Uma das partes mais contundentes da ação diz respeito ao posicionamento público da Netflix. Segundo o texto-fonte fornecido, o Texas argumenta que a Netflix se apresentou como uma alternativa mais segura às plataformas publicitárias famintas por dados antes de depois construir um negócio de anúncios que dependia dos mesmos tipos de informações de usuários que antes criticava em outras partes da indústria de tecnologia.

A ação supostamente cita o ex-CEO da Netflix, Reed Hastings, dizendo em 2020 que a empresa não coletava nada, usando essa declaração para contrastar a mensagem da Netflix com o comportamento que o Texas agora alega. O estado caracteriza a estratégia da Netflix de forma simples: maximizar o tempo de crianças e famílias na plataforma, extrair dados durante esse engajamento e lucrar com as informações resultantes.

Essas alegações não foram comprovadas em tribunal, mas o enquadramento jurídico é importante. O Texas não está apenas contestando práticas isoladas. Está tentando estabelecer uma narrativa de que a empresa construiu confiança com uma marca favorável à privacidade e depois explorou essa confiança depois de acumular dados de usuários em escala.

Por que o caso importa além da Netflix

A ação pode se tornar um teste de até onde argumentos de segurança infantil e proteção ao consumidor podem chegar na mídia digital. Um caso contra um streaming é diferente de um caso contra uma plataforma social, mas os temas subjacentes estão convergindo: design de interface persuasivo, ciclos persistentes de engajamento, dados comportamentais extensos e o crescente valor da monetização baseada em anúncios.

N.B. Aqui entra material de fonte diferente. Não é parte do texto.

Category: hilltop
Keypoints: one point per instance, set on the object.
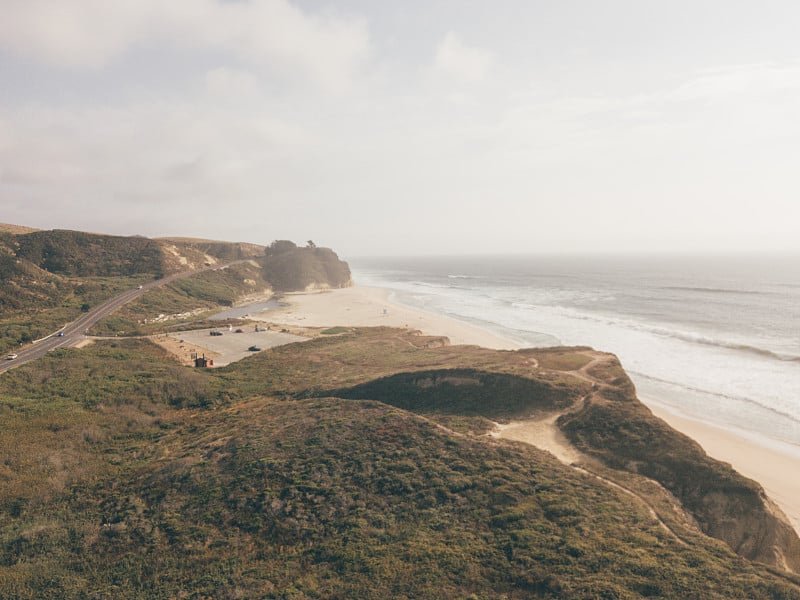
(49, 277)
(273, 477)
(364, 462)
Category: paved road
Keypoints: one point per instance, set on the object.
(74, 333)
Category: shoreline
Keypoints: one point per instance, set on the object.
(356, 306)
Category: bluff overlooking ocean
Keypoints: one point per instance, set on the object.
(716, 339)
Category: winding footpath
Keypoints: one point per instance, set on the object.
(545, 435)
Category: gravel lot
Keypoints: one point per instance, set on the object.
(230, 347)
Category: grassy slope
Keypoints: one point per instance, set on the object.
(47, 276)
(128, 476)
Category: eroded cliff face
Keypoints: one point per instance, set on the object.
(614, 427)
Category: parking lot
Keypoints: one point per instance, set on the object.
(230, 346)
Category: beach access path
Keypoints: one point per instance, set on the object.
(775, 467)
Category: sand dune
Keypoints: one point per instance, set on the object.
(775, 467)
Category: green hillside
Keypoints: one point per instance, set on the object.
(126, 475)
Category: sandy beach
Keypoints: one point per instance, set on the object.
(773, 466)
(371, 307)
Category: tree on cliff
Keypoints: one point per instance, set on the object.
(290, 268)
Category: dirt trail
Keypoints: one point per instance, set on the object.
(545, 435)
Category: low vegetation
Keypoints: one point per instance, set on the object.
(126, 475)
(354, 465)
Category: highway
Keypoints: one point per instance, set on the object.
(74, 333)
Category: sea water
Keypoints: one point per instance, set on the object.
(714, 338)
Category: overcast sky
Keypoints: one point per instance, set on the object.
(421, 126)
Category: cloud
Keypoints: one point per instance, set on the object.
(231, 83)
(92, 34)
(465, 63)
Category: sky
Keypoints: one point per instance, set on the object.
(414, 127)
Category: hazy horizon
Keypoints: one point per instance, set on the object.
(439, 128)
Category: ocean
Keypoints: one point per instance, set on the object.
(711, 338)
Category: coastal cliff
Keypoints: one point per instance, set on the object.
(364, 462)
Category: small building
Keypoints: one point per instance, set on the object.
(202, 362)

Essa convergência é exatamente por que o caso merece atenção. À medida que entretenimento, comunicação e publicidade se fundem, os reguladores podem deixar de tratar os serviços de streaming como uma categoria separada e menos arriscada. Em vez disso, podem avaliá-los pela mesma lente agora aplicada a grande parte da tecnologia de consumo: o que é coletado, o que é prometido, como a atenção é conduzida e se menores recebem proteção especial.

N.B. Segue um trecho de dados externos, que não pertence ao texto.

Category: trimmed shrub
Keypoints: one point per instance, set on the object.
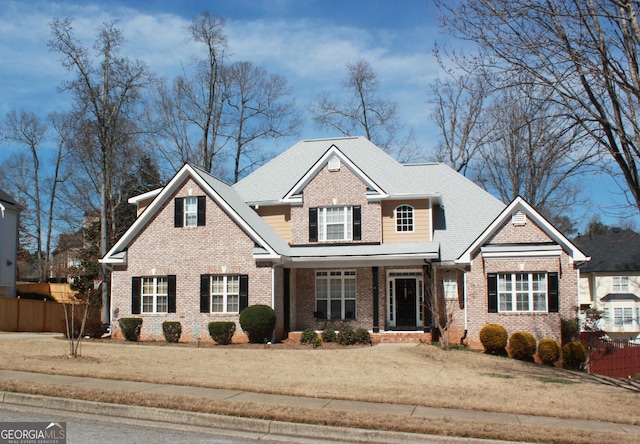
(574, 355)
(94, 328)
(258, 322)
(346, 336)
(222, 332)
(522, 346)
(171, 331)
(494, 339)
(130, 328)
(308, 336)
(329, 335)
(362, 336)
(548, 351)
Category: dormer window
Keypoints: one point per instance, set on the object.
(338, 223)
(519, 218)
(190, 211)
(404, 218)
(334, 163)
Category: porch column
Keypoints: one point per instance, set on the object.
(376, 300)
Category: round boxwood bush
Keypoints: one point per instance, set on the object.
(362, 336)
(329, 335)
(308, 336)
(130, 328)
(172, 331)
(494, 339)
(522, 346)
(222, 332)
(548, 351)
(346, 336)
(574, 356)
(258, 322)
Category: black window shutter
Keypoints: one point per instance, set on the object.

O resultado jurídico imediato ainda é incerto. Mas a ação marca uma escalada significativa no debate sobre se serviços baseados em tela estão apenas entregando conteúdo ou se estão ativamente moldando comportamento enquanto monetizam os dados resultantes. O Texas está dizendo que a Netflix está de pleno direito dentro desse debate.

Este artigo é baseado na reportagem do The Guardian. Leia o artigo original.